Galapagos initiated its research in CF in 2005 as part of a collaboration with the Cystic Fibrosis Foundation. In September 2013 Galapagos signed an agreement with AbbVie in which they will work collaboratively to develop and commercialize oral drugs that address the main mutations in CF patients, including F508del and G551D. In December 2013, Galapagos selected GLPG1837 as a pre-clinical candidate and expects to start the first clinical trial before the end of 2014. A corrector pre-clinical candidate is expected to be nominated, also before the end of 2014, with clinical trials starting at year-end 2015.

Cystic fibrosis (CF) is a hereditary disease of the entire body which leads to severe disability and early death in many cases. Symptoms include frequent lung infections, sinus infections, poor growth, and diarrhea. The cause is a defect in a gene which encodes for cystic fibrosis transmembrane conductance regulator (CFTR), a protein which regulates components of sweat, mucus, and digestive juices. CF affects approximately 70,000 people worldwide. Patient symptoms are treated with antibiotics and other medicines. There currently is no cure for the disease, and the predicted median age of survival is in the late 30s.

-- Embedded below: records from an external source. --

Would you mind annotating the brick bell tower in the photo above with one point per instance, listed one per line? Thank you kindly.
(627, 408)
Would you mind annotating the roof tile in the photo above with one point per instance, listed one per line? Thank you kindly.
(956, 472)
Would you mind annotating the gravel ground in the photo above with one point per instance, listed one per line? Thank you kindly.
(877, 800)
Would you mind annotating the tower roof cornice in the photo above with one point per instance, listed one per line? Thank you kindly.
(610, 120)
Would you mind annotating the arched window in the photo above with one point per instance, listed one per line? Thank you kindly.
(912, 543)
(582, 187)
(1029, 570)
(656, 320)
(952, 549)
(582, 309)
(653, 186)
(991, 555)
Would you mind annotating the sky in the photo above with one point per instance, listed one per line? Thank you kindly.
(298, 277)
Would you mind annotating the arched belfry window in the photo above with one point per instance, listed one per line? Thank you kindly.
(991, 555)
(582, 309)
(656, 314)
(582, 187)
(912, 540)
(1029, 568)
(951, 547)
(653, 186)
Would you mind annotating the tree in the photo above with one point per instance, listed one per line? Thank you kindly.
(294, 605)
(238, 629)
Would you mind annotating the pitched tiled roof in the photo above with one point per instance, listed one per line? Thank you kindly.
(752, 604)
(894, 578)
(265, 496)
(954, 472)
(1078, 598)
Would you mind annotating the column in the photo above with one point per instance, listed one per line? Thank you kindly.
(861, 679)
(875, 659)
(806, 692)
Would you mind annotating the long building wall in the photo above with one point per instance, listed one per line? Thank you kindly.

The agency for Innovation by Science and Technology (IWT) is the government agency founded in 1991 by the Flemish Government to support technological innovation projects in Flanders. Each year IWT distributes about €300 million (approx. $411 million) in subsidies for innovation projects to companies, organizations, research and educational institutions in Flanders. In addition to financial support, IWT also assists companies by, for instance, helping them find the right information or the right partners at home or abroad, providing assistance with the preparation of projects for European programs and with technology transfer throughout Europe. IWT also has an important coordination mandate aimed at promoting close cooperation among all the actors involved in technological innovation in Flanders.

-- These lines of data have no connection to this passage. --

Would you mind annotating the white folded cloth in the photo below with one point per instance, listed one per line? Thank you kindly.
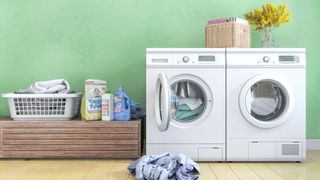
(59, 86)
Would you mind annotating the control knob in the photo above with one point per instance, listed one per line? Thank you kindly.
(185, 59)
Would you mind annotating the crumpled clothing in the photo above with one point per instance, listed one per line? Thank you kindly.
(59, 86)
(164, 166)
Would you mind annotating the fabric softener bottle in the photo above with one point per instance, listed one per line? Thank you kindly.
(122, 105)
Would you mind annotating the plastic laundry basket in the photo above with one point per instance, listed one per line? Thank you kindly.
(43, 106)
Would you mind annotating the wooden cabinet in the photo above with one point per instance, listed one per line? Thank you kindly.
(70, 139)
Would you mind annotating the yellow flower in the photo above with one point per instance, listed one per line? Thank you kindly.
(269, 16)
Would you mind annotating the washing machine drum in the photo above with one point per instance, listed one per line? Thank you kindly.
(267, 101)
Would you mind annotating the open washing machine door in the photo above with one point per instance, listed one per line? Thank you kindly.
(162, 102)
(266, 101)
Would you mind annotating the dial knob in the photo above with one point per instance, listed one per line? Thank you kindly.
(185, 59)
(266, 59)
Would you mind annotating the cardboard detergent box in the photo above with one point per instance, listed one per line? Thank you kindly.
(91, 101)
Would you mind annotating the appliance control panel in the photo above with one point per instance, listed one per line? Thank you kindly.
(266, 57)
(279, 59)
(176, 57)
(197, 59)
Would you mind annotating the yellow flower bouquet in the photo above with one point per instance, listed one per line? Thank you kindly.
(266, 18)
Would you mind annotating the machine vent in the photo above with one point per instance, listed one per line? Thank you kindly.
(290, 149)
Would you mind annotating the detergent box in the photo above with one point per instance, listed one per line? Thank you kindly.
(91, 101)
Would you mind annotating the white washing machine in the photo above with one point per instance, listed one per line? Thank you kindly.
(186, 102)
(266, 105)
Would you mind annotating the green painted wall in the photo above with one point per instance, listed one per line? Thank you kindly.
(81, 39)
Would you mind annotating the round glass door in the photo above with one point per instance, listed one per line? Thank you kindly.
(191, 100)
(266, 101)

Galapagos specializes in novel modes-of-action, with a large pipeline comprising of six Phase 2 studies (three led by GSK), one Phase 1 study, six pre-clinical, and 20 discovery small-molecule and antibody programs in cystic fibrosis, inflammation, antibiotics, metabolic disease, and other indications.

AbbVie and Galapagos signed an agreement in CF where they work collaboratively to develop and commercialize oral drugs that address two mutations in the CFTR gene, the G551D and F508del mutation. Potentiator GLPG1837 is at the pre-clinical candidate stage. In the field of inflammation, AbbVie and Galapagos signed a worldwide license agreement whereby AbbVie will be responsible for further development and commercialization of GLPG0634 after Phase 2B. GLPG0634 is an orally available, selective inhibitor of JAK1 for the treatment of rheumatoid arthritis and potentially other inflammatory diseases, currently in Phase 2B studies in RA and about to enter Phase 2 studies in Crohn's disease. Galapagos has another selective JAK1 inhibitor in Phase 2 in ulcerative colitis, psoriasis, and lupus, GSK2586184 (formerly GLPG0778, in-licensed by GlaxoSmithKline in 2012). GLPG0974 is the first inhibitor of FFA2 to be evaluated clinically for the treatment of IBD; this program is currently in a Proof-of-Concept Phase 2 study. GLPG1205 is a first-in-class molecule that targets inflammatory disorders and has completed Phase 1 studies.

The Galapagos Group, including fee-for-service companies BioFocus,
Argenta and Fidelta, has approximately 800 employees and operates facilities
in five countries, with global headquarters in Mechelen, Belgium.